The Financial Side of Being a Caregiver
- Author Katie Braun
- Published May 28, 2016
- Word count 574
By Katie Braun, Financial Advisor, Ameriprise Financial
Caring for a family member is complex. While deeply meaningful, it can be emotionally taxing and presents unexpected challenges, often financial ones.
If you foresee stepping into a caregiving role, it’s a good idea to plan a financial strategy today, before it becomes an added stressor. Here are some questions to help you get started:
What do you know about your loved one’s financial situation?
Knowing the particulars of your loved one’s disability, life and health insurance policies, savings and financial obligations can make it easier to step in on a moment’s notice. Obtain contact information for the financial professionals your loved one works with so you know where to go if you have questions.
What is your strategy to pay caregiving expenses?
First, think about the bills and expenses your loved one is currently paying that you may need to make on his or her behalf. Encourage your loved one to set up automatic bill pay, or to add you as a second signer on a bank account to make handling expenses easier. Next, consider potential expenses you might incur in your caregiving role, such as out-of-pocket medical care or home improvements needed to accommodate your loved one.
What is the financial impact if you need to take time off from work?
If you are employed, you may be covered by the Family Medical Leave Act (FMLA). Under this federally-mandated program, eligible employees can take up to 12 weeks of unpaid leave to care for an immediate family member while health benefits continue. Some companies allow employees to stockpile sick days and vacation days; if you can use this kind of accrued time off, you’ll still get paid. Liquid savings of your own can help cover expenses if you need to take unpaid leave from work.

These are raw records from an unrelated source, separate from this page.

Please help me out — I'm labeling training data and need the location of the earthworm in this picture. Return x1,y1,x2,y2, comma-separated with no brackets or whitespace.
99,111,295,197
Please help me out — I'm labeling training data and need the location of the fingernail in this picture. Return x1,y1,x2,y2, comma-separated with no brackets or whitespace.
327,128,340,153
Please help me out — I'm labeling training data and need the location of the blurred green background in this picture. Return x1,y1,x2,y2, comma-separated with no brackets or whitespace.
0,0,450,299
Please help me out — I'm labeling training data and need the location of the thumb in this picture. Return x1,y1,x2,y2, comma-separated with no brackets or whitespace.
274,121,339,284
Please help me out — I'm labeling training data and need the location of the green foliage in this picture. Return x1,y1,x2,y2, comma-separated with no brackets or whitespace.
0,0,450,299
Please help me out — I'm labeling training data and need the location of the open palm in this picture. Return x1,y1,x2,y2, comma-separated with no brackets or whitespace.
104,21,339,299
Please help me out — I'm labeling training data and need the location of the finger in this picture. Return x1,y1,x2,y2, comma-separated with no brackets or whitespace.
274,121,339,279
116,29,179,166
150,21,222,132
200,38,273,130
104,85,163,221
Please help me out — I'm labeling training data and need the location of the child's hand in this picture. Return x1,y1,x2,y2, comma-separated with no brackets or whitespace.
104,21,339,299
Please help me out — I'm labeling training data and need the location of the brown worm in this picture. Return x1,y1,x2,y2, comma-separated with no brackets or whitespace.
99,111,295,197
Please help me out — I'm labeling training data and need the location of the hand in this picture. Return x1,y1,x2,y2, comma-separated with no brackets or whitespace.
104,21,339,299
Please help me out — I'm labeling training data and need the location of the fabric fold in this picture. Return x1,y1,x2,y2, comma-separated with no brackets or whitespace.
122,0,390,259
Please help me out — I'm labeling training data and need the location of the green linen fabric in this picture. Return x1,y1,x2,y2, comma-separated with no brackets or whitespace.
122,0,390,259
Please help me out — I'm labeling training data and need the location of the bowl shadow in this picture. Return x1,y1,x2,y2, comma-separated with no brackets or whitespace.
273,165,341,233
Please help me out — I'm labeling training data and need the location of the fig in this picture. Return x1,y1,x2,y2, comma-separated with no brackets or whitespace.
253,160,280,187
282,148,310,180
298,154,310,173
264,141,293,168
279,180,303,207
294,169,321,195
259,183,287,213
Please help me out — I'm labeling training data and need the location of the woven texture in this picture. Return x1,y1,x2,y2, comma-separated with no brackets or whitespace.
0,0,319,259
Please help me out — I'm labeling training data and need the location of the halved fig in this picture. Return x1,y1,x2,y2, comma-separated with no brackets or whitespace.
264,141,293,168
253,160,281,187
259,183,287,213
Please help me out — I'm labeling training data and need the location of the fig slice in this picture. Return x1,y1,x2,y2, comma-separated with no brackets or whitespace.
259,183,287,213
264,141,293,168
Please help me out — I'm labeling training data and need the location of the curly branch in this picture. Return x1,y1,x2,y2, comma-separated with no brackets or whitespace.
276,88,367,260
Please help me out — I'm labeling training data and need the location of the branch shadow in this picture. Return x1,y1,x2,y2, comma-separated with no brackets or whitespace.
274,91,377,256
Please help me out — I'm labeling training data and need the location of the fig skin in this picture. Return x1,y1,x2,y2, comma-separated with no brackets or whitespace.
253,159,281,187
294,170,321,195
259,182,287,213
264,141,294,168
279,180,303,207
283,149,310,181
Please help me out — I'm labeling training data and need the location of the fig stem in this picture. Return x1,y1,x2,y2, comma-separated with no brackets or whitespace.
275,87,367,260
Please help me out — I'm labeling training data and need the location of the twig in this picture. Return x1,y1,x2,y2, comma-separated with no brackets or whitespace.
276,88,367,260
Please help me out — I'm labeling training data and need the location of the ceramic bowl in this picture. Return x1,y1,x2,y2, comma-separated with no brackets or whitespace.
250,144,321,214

Are your loved one’s assets legally protected?
Being proactive from a legal standpoint can help ensure your loved one’s wishes are known, and assets are protected during a prolonged illness. Power of attorney, or a durable power of attorney, gives a trusted party the ability to make important decisions about finances and health care. Another helpful legal document is an advanced directive, which outlines specifics for medical and end-of-life care. When these documents are in place, you have clear guidance on how to manage your family member’s affairs.
Whom would you turn to for support?
Talk with other family members about their willingness to help, and how responsibilities might be divided. Research social service and community organizations in your area to see what support is available for caregivers.
How will you balance your financial goals with caregiving expenses?
Caregiving often entails more immediate expenses that can make it challenging to focus on saving for your child’s college education or your own retirement. Developing a plan to continue saving toward long-term goals can help reduce your financial stress down the road. Financial planning, under the guidance of a financial advisor, can help you anticipate and prepare for caregiving and other future events that may impact your finances.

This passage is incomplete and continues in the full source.